Sabor puro e picante fortemente afetado pela formação pura de bolor azul. O sabor pode ser acentuado e ligeiramente salgado e picante, com leve tendência para o amargo.

 

Cura:

5 semanas, no mínimo.

3.3.   Matérias-primas (unicamente para os produtos transformados):

O «Danablu» é fabricado exclusivamente com leite da área geográfica identificada.

3.4.   Alimentos para animais (unicamente para os produtos de origem animal):

Não existem disposições especiais sobre a qualidade ou origem dos alimentos.

3.5.   Fases específicas da produção que devem ter lugar na área geográfica identificada:

A produção tem de ocorrer integralmente na área geográfica identificada.

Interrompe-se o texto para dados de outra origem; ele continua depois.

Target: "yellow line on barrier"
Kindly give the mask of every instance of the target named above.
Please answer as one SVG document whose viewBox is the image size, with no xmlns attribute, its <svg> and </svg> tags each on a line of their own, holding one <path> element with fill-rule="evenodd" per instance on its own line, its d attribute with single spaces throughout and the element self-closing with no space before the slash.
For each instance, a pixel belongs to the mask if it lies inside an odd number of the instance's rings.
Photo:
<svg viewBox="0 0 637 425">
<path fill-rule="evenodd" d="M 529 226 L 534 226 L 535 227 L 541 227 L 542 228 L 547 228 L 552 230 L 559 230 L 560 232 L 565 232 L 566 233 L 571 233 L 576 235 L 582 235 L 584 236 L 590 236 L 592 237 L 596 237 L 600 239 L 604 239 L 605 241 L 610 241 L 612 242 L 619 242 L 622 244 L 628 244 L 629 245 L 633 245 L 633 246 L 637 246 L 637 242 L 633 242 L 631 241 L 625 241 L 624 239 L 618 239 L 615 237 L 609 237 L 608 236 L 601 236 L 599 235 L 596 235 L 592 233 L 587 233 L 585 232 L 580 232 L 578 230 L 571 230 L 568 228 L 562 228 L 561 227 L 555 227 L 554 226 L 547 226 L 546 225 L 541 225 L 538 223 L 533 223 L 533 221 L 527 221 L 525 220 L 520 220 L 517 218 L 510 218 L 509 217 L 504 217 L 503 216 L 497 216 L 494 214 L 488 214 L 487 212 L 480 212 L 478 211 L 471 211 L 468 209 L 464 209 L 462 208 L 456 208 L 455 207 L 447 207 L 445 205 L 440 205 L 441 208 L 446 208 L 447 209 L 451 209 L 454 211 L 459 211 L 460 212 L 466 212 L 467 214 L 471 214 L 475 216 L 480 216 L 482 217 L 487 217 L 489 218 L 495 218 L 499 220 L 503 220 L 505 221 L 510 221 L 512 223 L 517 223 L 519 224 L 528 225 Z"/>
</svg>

3.6.   Regras específicas relativas à fatiagem, ralagem, acondicionamento, etc.:

Não há disposições específicas nesta matéria.

3.7.   Regras específicas relativas à rotulagem:

«Danablu» (50+ ou 60+).

Admite-se a tradução «Danish Blue Cheese» ou equivalente em todas as línguas oficiais.

4.   Delimitação concisa da área geográfica:

Dinamarca

5.   Relação com a área geográfica:

5.1.   Especificidade da área geográfica:

O «Danablu» é fabricado exclusivamente com leite de vacas dinamarquesas, de acordo com a receita original.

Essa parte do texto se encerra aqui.